Division of Pharmacy, University of Manchester, Manchester, UK.
Clin Oncol (R Coll Radiol). 2023 Sep;35(9):565-570. doi: 10.1016/j.clon.2023.02.018. Epub 2023 Mar 8.
To explore the preclinical and latest clinical evidence of the radiation sensitivity signature termed 'radiosensitivity index' (RSI), to assess its suitability as an input into dose-adjustment algorithms.
The original preclinical test-set data from the publication where RSI was derived were collected and reanalysed by comparing the observed versus predicted survival fraction at 2 Gy (SF2). In addition, the predictive capability of RSI was also compared to random guessing. Clinical data were collected from a recently published dataset that included RSI values, overall survival outcomes, radiotherapy dose and tumour site for six cancers (glioma, triple-negative breast, endometrial, melanoma, pancreatic and lung cancer). Cox proportional hazards models were used to assess: (i) does adjusting for RSI elucidate a dose response and (ii) does an interaction between RSI and dose exist with good precision.
Preclinically, RSI showed a negative correlation (Spearman's rho = -0.61) between observed and predicted SF2, which remained negative after removing leukaemia cell lines. Furthermore, random guesses showed better correlation to SF2 than RSI, 98% of the time on the full dataset and 80% after removing leukaemia cell lines. The preclinical data show that RSI does not explain the variance in SF2 better than random guessing. Clinically, a dose response was not seen after adjusting for RSI (hazard ratio = 1.00, 95% confidence interval 0.97-1.04; P = 0.876) and no evidence of an interaction between RSI and dose was found (P = 0.844).
These results suggest that RSI does not explain a sufficient amount of the outcome variance to be used within dose-adjustment algorithms.

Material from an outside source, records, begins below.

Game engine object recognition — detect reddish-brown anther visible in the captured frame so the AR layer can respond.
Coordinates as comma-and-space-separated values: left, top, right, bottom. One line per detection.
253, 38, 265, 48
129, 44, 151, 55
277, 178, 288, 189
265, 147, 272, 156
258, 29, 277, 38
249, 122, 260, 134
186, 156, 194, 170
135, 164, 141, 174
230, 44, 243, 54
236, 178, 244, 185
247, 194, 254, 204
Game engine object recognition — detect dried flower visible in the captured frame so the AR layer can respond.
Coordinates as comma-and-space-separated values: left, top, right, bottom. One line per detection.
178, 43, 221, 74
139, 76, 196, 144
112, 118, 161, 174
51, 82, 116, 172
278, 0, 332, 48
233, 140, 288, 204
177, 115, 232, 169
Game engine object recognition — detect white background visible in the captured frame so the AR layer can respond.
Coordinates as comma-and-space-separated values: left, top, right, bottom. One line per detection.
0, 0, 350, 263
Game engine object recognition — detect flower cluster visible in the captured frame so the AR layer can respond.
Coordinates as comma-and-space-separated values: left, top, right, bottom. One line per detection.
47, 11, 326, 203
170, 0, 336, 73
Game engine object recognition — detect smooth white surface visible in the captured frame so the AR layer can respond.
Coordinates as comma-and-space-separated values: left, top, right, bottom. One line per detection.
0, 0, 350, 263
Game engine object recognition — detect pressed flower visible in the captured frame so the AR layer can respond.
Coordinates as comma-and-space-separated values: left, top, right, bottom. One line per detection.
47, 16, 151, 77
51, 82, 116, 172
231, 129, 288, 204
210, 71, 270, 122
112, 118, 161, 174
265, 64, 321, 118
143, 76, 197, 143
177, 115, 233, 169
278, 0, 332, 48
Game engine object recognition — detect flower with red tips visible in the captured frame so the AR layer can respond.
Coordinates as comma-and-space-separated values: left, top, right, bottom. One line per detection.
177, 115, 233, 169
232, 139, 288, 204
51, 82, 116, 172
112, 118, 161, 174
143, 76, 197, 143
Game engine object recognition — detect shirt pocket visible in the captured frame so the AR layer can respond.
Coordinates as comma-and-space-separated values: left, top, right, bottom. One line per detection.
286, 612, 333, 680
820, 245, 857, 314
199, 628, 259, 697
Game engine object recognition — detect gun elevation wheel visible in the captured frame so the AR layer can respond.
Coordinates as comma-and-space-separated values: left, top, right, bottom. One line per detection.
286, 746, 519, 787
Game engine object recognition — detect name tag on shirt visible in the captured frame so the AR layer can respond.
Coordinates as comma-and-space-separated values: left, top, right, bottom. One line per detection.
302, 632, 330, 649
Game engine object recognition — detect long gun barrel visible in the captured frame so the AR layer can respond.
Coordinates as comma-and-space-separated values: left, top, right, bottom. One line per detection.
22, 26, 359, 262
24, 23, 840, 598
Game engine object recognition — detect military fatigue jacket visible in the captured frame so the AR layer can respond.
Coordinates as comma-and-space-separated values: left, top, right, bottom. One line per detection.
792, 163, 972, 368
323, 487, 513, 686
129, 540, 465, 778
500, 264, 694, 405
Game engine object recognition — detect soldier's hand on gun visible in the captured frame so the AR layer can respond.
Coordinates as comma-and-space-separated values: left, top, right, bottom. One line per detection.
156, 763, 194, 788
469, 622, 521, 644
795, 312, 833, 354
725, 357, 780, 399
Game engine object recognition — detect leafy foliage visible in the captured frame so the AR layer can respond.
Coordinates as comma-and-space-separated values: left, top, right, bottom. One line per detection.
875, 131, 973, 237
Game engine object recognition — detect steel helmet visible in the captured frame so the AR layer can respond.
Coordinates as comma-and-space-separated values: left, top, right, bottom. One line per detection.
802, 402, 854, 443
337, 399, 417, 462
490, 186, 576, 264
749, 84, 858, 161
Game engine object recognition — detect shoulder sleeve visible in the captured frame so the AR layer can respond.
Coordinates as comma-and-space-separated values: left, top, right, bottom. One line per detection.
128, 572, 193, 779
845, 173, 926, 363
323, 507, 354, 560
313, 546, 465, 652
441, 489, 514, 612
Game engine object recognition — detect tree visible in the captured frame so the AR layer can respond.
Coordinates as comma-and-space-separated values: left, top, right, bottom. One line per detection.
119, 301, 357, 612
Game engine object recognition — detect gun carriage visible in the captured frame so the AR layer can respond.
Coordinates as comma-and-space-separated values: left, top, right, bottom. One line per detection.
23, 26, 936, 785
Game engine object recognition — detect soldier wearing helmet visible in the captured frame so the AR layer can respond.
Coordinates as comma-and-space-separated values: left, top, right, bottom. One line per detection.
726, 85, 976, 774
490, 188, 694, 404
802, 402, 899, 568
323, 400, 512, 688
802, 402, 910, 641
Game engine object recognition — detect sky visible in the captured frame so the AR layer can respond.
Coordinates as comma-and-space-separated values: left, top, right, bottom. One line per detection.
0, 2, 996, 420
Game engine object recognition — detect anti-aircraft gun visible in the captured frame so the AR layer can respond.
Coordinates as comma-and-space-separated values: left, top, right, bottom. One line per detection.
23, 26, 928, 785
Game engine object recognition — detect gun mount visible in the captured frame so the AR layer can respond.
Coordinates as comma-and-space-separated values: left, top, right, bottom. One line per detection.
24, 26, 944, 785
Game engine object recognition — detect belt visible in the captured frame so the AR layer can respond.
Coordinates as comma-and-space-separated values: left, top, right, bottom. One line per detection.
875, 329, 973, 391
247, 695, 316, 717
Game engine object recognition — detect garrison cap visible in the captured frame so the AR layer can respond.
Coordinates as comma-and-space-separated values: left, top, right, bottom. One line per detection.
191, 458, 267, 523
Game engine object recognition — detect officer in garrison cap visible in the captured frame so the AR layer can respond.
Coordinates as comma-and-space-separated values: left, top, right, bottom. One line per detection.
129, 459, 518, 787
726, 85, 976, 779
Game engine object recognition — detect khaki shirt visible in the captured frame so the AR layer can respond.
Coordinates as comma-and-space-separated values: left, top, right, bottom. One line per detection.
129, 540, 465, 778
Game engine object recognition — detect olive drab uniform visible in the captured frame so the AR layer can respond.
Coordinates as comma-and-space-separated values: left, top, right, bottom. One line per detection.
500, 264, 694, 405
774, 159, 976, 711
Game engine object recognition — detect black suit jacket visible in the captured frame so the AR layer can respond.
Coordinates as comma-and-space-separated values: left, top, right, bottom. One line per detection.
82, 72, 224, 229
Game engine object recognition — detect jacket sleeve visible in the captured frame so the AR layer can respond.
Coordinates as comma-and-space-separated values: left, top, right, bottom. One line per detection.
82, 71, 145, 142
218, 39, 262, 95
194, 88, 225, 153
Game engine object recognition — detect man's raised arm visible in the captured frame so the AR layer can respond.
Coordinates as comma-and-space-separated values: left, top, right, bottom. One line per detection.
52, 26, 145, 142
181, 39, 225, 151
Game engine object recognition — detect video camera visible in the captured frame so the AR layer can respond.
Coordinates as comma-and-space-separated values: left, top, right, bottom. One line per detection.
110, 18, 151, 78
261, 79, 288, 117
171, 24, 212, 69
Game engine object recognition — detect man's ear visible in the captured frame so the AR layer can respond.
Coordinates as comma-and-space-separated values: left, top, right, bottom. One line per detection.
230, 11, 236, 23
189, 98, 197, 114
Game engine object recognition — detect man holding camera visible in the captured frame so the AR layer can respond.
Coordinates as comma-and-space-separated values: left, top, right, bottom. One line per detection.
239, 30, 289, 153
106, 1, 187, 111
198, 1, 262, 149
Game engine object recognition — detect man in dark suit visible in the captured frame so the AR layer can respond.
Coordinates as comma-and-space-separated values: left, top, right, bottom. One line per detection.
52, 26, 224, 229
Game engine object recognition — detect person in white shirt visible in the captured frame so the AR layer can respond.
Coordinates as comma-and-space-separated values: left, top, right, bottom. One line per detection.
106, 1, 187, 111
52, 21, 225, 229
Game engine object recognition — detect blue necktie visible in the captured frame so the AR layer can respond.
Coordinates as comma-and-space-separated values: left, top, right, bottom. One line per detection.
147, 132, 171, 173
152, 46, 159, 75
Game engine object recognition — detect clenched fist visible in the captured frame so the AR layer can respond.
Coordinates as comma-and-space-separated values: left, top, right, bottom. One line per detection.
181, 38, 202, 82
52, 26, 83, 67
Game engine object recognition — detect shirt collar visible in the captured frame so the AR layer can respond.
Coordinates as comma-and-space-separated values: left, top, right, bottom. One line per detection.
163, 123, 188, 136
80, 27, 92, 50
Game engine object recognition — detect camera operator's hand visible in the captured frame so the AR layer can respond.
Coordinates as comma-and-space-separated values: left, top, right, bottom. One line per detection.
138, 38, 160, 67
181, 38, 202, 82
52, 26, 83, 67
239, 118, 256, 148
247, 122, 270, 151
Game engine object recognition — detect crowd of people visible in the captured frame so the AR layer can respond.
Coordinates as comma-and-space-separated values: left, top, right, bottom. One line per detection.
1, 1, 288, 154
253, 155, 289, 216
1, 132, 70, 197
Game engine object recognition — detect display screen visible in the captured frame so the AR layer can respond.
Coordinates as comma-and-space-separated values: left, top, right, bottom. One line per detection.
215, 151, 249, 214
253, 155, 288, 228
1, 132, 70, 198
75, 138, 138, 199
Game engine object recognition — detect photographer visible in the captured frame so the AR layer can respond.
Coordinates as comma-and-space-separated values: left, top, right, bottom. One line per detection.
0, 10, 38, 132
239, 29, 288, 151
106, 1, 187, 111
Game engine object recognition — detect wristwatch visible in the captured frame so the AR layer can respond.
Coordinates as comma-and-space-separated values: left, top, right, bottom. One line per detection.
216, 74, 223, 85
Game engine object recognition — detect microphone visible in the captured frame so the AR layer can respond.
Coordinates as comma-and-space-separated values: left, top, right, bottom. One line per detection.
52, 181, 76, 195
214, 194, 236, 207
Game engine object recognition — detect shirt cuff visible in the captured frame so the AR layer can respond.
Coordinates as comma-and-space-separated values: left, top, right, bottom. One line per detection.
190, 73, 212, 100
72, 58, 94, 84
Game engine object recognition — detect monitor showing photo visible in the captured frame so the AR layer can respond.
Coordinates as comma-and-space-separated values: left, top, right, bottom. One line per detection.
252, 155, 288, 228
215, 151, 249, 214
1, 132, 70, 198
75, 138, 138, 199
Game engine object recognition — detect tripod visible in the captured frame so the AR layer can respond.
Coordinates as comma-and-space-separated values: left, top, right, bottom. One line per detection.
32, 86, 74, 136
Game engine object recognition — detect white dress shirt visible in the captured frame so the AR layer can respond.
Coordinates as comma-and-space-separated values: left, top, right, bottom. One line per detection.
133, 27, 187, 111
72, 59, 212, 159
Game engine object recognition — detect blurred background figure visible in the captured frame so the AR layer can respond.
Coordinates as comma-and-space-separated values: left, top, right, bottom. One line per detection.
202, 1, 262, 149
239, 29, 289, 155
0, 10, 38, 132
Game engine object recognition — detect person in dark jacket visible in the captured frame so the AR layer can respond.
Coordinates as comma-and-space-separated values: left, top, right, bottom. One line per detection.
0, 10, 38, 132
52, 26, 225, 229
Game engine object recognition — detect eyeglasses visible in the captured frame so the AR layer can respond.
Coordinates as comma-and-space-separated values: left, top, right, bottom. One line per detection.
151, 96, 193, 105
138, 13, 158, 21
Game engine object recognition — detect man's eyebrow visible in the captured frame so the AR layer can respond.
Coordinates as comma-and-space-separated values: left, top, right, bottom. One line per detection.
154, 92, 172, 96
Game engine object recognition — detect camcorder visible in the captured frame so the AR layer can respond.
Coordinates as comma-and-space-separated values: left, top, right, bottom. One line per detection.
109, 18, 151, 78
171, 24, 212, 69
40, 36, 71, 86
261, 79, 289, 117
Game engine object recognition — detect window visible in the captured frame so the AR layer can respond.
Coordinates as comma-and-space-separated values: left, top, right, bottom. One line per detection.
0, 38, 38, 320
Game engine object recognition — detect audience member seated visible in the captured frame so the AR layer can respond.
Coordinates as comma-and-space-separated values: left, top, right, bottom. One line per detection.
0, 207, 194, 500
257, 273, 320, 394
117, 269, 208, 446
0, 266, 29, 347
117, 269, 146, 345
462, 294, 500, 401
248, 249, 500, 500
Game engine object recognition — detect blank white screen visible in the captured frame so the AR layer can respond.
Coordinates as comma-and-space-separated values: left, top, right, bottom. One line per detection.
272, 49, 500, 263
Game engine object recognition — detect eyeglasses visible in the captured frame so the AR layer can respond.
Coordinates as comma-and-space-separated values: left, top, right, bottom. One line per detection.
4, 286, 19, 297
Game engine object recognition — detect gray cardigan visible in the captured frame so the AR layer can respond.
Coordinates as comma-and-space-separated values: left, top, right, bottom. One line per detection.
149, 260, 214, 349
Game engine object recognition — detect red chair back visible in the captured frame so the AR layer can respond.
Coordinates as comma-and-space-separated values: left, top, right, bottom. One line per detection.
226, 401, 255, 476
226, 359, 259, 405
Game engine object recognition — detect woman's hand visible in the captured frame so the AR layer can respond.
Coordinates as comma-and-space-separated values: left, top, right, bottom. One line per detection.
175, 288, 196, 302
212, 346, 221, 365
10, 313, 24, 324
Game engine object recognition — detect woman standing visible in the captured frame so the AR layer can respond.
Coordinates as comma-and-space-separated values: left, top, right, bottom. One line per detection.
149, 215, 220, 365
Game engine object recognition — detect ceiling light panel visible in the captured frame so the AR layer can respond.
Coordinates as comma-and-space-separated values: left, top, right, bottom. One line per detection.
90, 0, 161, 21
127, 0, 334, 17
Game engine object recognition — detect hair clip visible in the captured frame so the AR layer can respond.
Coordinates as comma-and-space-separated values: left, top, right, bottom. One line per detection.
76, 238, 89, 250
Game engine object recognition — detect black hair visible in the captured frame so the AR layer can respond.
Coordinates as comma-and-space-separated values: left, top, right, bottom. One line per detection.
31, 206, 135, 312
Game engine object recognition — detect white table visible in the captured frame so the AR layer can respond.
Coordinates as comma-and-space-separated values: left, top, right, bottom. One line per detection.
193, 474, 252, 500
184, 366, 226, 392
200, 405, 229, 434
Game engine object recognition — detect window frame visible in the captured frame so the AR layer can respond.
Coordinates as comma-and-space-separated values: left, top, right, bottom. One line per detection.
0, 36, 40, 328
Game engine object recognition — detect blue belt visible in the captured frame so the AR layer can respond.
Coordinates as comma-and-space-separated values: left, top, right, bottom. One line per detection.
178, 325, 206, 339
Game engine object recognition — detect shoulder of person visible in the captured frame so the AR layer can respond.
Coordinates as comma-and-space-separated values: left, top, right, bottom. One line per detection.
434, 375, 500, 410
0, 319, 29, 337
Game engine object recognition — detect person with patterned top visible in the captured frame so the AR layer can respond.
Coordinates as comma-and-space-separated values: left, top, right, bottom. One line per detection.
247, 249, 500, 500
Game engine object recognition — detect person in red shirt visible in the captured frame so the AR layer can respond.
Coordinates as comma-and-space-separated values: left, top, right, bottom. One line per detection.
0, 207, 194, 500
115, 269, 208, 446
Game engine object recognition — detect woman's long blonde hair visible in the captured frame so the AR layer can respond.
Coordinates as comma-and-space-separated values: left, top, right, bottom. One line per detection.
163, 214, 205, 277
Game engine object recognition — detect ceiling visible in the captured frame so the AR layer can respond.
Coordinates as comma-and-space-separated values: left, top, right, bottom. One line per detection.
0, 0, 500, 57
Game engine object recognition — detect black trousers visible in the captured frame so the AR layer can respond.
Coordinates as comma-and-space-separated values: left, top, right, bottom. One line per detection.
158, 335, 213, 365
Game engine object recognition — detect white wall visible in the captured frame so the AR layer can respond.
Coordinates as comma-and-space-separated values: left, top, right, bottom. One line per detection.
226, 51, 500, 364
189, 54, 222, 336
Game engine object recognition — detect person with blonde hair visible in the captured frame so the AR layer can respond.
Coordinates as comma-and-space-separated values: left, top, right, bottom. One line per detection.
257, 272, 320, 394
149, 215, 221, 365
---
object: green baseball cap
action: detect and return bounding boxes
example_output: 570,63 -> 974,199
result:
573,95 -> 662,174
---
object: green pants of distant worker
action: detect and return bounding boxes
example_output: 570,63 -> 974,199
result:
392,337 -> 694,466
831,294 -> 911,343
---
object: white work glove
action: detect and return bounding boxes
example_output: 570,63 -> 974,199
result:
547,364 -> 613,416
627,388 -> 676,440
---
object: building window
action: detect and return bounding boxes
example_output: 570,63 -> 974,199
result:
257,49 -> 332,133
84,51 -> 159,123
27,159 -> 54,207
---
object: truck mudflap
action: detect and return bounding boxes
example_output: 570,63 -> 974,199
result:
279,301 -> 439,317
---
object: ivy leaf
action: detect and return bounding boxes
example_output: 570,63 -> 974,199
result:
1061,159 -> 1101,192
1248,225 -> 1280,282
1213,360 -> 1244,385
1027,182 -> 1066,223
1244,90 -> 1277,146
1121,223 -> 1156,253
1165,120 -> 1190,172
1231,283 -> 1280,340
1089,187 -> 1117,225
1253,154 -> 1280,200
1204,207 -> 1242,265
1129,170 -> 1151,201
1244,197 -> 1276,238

探索被称为“辐射敏感性指数”(RSI)的放射敏感性特征的临床前和最新临床证据,评估其作为剂量调整算法输入的适用性。
从发表 RSI 的原始临床前测试集数据中收集并重新分析,通过比较 2 Gy(SF2)的观察与预测生存率来进行比较。此外,还将 RSI 的预测能力与随机猜测进行比较。临床数据来自最近发表的数据集,其中包括 RSI 值、总生存结果、放疗剂量和六种癌症(脑胶质瘤、三阴性乳腺癌、子宫内膜癌、黑色素瘤、胰腺癌和肺癌)的肿瘤部位。使用 Cox 比例风险模型评估:(i)是否调整 RSI 可以阐明剂量反应,(ii)RSI 和剂量之间是否存在交互作用,且具有良好的精度。
临床前,RSI 与观察到的 SF2 之间呈负相关(Spearman 的 rho = -0.61),在去除白血病细胞系后仍然为负相关。此外,随机猜测与 SF2 的相关性比 RSI 更好,在整个数据集上有 98%的时间,在去除白血病细胞系后有 80%的时间。临床前数据表明,RSI 不能比随机猜测更好地解释 SF2 的方差。在调整 RSI 后,并未观察到剂量反应(风险比= 1.00,95%置信区间 0.97-1.04;P = 0.876),也未发现 RSI 和剂量之间存在交互作用(P = 0.844)。
这些结果表明,RSI 不能解释足够数量的结果方差,因此不能在剂量调整算法中使用。